Highlighting how the OHCHR probe had followed the methodology used in many other country situations, Ms. Shamdasani explained that there was no evidence of activity by armed Palestinians close by.
Ms. Akleh and her colleagues “had proceeded slowly in order to make their presence visible to the Israeli forces deployed down the street”, Ms. Shamdasani said. “Our findings indicate that no warnings were issued and no shooting was taking place at that time and at that location.”
She added: “We’ve inspected photo, video, audio material, we’ve visited the scene, we’ve consulted with experts, and we’ve looked at official communications; we’ve interviewed people who were also on the scene when Abu Akleh was killed…Based on this very vigorous monitoring, we find that the shots that killed Abu Akleh came from Israeli Security Forces and not from indiscriminate firing by armed Palestinians.”

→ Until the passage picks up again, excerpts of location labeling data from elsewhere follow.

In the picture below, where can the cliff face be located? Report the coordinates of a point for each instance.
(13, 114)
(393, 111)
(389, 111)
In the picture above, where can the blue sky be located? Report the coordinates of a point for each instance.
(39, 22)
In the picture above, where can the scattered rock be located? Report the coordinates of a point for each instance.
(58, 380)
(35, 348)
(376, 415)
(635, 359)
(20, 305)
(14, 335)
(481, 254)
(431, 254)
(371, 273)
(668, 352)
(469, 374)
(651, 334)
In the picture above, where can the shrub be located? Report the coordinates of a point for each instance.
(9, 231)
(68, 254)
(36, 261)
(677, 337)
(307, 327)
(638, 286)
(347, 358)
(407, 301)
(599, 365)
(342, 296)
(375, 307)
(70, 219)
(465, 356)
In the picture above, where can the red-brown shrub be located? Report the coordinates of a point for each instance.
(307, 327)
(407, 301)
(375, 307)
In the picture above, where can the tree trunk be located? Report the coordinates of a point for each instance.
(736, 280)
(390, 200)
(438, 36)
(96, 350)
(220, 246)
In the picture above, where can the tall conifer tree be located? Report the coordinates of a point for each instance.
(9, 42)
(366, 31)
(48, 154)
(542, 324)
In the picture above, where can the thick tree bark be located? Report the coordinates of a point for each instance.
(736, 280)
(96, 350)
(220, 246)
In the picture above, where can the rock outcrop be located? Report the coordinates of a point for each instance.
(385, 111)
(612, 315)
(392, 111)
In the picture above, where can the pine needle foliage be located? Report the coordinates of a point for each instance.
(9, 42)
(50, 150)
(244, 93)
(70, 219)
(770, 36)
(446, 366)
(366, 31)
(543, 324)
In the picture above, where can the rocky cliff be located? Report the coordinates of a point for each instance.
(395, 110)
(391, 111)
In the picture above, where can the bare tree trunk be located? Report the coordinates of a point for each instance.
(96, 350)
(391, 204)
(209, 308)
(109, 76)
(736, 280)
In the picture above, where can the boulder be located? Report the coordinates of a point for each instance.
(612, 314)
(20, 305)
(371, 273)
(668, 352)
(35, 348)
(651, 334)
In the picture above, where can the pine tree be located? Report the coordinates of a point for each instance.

After Ms. Abu Akleh was shot, “several further single bullets were fired as an unarmed man attempted to approach her body and another uninjured journalist sheltering behind a tree,” the OHCHR official continued. “Shots continued to be fired as this individual eventually managed to carry away Abu Akleh’s body.”
UN High Commissioner for Human Rights Michelle Bachelet has urged the Israeli authorities to open a criminal investigation into the killing of Ms. Abu Akleh and into all other killings and serious injuries by Israeli forces in the West Bank.
Since the beginning of the year, OHCHR said that it had verified that Israeli Security Forces had killed 58 Palestinians in the West Bank, including 13 children.
“International human rights law requires prompt, thorough, transparent, independent and impartial investigation into all use of force resulting in death or serious injury,” said Ms. Shamdasani. “Perpetrators must be held to account.”
Israel has rejected the findings of the OHCHR probe, adding that the Palestinian Authority has not handed over the bullet that killed Ms. Abu Akleh.